= Ottawa Fashion Week =

Ottawa Fashion Week is a nonprofit event which takes place in Ottawa, Ontario, Canada biannually, in February and September. OFW is a platform for local and international designers to showcase their fashion creations, both to the citizens of Ottawa and to visitors to the Canada's capital city from around the world. Since its beginnings in 2003, OFW has grown each year, and includes major fashion productions. It is a business opportunity for members of the fashion and art industry as well as a venue for career growth for designers and artists.

The event ended After 11 seasons, Ottawa Fashion Week pulled the plug on the semi-annual showcase of designers. in 2014.

In 2024 a new owner Kataryn Tataryn is running the events and shows under the name Fashion Week Ottawa with the original owners blessing.

== Venue ==

In 2012 the venue for the events was the Ottawa Convention Centre, which is a newly built glass and steel building of architectural interest, a landmark in the city's landscape, situated by the banks of the Rideau Canal. The main event was held in the spacious Canada Hall and the pre-function space overlooking the canal. In 2013 and 2014 the event was held at the Casino Lac Leamy in nearby Gatineau, Quebec.

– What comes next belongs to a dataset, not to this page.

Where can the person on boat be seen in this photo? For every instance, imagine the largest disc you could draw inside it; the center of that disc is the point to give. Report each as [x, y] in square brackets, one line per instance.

In 2024 Kataryn revived the show and the venue for the events was The Art Court in Ottawa, The Arts Court is a vibrant cultural hub where the creative community gathers to use state-of-the-art spaces while collaborating with Ottawa’s leading artists and multi-disciplinary arts organizations.

== Well-known labels ==

Some well-known labels that have showcased at Ottawa Fashion Week include Rudsak, House Tataryn, Vibe the People, Jessica Biffi, Adrian Wu, Jeanne Beker, Simon Ekrelius, Joseph Ribkoff, and Elene Hinke.